Why does this subtle shift in the meaning of “God given” matter? It’s important to understand that for the manufacturer of the Uvalde killer’s rifle, and many others in the business, selling weapons is at once a patriotic and a religious act. For those who hold them to be sacred in this way, the meaning of firearms proceeds from their place at the intersection of American and Christian identities. Proposing limits on what kinds of guns they should be able to buy — or how, when, where and why they can carry them — is akin to proposing limits on who they are and what they should revere.

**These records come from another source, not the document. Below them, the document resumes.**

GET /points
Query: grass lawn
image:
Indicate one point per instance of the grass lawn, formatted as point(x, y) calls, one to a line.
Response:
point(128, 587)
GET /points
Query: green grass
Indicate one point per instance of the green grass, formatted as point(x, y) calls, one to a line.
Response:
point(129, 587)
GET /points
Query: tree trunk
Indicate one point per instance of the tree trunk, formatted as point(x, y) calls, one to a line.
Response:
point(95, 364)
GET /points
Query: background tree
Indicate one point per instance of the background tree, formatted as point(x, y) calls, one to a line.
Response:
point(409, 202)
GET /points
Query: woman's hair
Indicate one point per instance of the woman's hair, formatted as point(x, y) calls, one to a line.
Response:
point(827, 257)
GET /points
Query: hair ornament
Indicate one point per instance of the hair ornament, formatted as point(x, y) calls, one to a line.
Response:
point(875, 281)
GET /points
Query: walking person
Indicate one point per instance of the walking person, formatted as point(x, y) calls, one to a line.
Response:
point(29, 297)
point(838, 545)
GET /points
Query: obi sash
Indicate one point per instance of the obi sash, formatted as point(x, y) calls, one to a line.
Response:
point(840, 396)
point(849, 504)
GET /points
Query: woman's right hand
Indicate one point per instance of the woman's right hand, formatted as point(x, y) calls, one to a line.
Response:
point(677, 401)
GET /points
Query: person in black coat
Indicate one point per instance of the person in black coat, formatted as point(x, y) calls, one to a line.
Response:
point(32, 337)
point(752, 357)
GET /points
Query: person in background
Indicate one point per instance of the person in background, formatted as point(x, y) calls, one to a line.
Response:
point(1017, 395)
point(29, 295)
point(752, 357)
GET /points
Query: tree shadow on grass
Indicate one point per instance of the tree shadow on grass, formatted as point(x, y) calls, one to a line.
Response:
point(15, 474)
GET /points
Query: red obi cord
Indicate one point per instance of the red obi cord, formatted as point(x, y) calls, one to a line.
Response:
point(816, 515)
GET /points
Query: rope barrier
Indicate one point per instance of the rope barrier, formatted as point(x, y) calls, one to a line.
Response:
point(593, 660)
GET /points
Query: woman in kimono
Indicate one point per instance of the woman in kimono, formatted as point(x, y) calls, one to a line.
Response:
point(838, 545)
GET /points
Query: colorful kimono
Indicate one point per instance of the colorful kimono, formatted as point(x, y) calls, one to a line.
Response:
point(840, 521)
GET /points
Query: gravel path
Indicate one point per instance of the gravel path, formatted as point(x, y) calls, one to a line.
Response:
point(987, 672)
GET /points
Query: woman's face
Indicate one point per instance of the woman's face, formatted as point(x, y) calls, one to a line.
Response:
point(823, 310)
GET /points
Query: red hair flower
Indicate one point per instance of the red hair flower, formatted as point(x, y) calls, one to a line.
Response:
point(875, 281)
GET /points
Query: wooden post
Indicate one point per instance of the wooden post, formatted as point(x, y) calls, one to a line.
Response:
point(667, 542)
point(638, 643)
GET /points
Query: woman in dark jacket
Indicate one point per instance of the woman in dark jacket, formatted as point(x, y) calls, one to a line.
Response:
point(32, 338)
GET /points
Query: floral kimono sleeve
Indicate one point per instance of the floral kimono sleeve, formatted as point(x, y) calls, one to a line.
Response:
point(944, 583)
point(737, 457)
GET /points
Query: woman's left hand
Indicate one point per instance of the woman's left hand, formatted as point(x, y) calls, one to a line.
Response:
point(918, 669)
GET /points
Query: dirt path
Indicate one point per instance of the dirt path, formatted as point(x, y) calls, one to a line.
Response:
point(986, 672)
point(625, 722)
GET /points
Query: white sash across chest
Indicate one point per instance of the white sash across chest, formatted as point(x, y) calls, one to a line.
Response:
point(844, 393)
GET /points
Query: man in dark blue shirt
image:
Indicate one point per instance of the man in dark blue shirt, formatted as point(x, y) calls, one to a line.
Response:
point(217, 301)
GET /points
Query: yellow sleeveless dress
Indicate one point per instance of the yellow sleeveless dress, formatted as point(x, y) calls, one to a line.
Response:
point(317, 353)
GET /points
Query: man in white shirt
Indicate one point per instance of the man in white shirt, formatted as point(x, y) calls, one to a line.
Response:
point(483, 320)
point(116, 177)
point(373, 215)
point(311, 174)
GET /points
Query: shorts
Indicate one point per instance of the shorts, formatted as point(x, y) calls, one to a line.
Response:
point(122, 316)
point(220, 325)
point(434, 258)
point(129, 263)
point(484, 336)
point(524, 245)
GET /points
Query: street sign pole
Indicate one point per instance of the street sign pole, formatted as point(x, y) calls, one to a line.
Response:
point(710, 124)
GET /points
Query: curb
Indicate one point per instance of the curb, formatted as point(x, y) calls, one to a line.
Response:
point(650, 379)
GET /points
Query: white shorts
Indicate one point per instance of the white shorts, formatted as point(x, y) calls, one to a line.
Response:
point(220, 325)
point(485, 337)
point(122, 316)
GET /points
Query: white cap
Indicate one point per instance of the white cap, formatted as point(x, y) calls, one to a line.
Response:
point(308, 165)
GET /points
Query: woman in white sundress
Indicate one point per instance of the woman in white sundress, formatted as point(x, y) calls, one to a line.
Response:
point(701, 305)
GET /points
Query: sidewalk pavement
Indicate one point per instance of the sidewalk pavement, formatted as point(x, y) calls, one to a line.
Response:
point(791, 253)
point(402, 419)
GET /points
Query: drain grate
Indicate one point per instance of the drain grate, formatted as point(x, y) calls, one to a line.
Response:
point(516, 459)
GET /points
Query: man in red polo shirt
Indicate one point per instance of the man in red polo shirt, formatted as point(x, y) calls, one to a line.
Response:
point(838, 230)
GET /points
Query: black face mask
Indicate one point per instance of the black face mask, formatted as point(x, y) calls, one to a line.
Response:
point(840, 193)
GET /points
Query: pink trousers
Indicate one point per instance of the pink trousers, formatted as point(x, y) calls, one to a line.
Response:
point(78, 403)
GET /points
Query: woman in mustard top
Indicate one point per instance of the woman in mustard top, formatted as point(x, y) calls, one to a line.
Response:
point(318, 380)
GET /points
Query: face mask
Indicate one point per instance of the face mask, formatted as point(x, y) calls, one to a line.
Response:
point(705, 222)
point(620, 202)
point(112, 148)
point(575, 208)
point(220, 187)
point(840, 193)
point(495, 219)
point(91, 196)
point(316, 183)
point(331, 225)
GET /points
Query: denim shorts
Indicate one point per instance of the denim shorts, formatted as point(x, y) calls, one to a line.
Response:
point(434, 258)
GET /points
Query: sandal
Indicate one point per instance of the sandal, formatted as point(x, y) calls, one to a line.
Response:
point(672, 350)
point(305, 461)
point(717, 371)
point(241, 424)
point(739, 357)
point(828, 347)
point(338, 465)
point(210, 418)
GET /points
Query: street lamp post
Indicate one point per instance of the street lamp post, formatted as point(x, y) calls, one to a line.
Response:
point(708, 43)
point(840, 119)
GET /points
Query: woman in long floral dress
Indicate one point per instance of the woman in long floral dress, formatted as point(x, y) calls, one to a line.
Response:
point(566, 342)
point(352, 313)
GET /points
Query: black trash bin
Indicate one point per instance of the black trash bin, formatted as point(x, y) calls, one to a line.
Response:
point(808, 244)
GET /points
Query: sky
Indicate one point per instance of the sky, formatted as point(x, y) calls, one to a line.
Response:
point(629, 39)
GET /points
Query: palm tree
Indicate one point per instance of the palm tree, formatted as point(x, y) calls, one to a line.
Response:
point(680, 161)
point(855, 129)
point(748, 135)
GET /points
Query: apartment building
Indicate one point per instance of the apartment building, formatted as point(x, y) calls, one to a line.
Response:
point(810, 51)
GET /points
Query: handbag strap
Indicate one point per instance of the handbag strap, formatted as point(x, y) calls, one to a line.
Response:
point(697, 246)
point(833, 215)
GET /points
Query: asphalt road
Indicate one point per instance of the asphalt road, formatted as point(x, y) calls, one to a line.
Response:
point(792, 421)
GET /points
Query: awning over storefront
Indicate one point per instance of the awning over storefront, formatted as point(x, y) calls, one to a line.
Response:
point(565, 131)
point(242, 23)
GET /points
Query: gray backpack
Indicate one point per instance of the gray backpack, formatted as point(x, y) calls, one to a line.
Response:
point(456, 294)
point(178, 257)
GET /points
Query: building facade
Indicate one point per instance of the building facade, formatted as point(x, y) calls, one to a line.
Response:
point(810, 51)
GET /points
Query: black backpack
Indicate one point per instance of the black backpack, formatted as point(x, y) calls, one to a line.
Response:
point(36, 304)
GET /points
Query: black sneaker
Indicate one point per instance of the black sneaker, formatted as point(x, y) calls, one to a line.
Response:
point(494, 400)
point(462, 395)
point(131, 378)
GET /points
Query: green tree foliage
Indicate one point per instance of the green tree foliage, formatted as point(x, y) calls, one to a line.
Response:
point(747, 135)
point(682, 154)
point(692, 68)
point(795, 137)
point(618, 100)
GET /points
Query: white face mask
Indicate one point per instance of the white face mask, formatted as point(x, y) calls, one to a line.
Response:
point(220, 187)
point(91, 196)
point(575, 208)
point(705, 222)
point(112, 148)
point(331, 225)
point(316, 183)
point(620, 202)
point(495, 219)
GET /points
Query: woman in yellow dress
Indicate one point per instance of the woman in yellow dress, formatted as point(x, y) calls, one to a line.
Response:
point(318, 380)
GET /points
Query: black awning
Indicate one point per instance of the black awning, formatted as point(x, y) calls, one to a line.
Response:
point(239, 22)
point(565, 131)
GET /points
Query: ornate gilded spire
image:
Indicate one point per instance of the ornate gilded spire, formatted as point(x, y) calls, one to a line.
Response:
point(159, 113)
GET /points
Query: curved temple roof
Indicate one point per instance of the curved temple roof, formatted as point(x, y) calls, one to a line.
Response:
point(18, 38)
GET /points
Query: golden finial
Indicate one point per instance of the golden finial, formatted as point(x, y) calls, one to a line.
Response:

He’s just making things up now.  Ownership and bearing of arms, if a God-given right, doesn’t depend in the least on where one lives or what system of government obtains.  It didn’t in the case of the Armenian Christians who were slaughtered in the deserts of Turkey by the Muslims, it didn’t to the Christians targeted by Idi Amin of Uganda, and it didn’t to the Russians and Ukrainians starved by Stalin.  He wants a scary boogieman to blame, but the intersection of Christians and America has nothing to do with it except in his imagination.

Since then, despite being debunked by data showing that firearms are more likely to injure their owners or their owners’ families than safeguard them, the protection offered by good guys with guns has emerged as an article of faith, supported with anecdotal evidence passed around like legends of the saints.

I vow never to use that word, debunked.  It has become the wordy-word of progressives trying to prove something wrong and who have run out of ideas.  Guns are only unsafe to those who do not treat them with respect and obey all the rules of gun safety.

As the historian Daniel K. Williams has noted, “Gun rights advocacy is not an intrinsic feature of every brand of evangelicalism.” While recent surveys find that four in 10 white evangelicals own guns, the majority do not, and other denominational affiliations offer examples of religious participation discouraging a fixation on firearms. It is possible that the less one sees oneself as an itinerant loner in a hostile world, like the armed preacher in a silent western, the less one is likely to look to guns as a source of salvation.

Nonetheless, the ways Christian ideas may be contributing to a gun culture that abets our epidemic of mass shootings by helping to keep the nation well armed should inspire reflection. None of the recent mass shootings had explicitly religious motivations, but the religious contexts of our seemingly eternal problem with gun violence — its history, its theology, its myths — are too important to ignore.

Mass shootings are, in a way, assaults on the idea of community itself. They occur where there are people gathered — for entertainment, for learning, for shopping, for worship — in the spaces we create together. Some believe that such attacks are the fault of armed individuals alone and can be addressed only through armed individual response. Others believe they occur within the framework of what we collectively allow and must have communal solutions.

After blaming Christians for mass shootings, he has finally, at long last, divulged his own philosophical pre-commitments, or religion.  He is a collectivist, and says that the solutions to problems are to be found in the collective.

What he doesn’t mention is that in the twentieth century alone there were over 212,000,000 mass murders by governments across the globe.  The writer doesn’t explain how his collectivist solutions would be better than ours, nor do I believe he can.

The New York Times has paid for another loser commentary that wanders and fails to stay on point, refuses to interact with the real scholarship of its intended target, insults a large constituency of Americans, and considers neither the history of the subject nor the failures of its own solutions.

Is it any wonder that they’re constantly begging for money?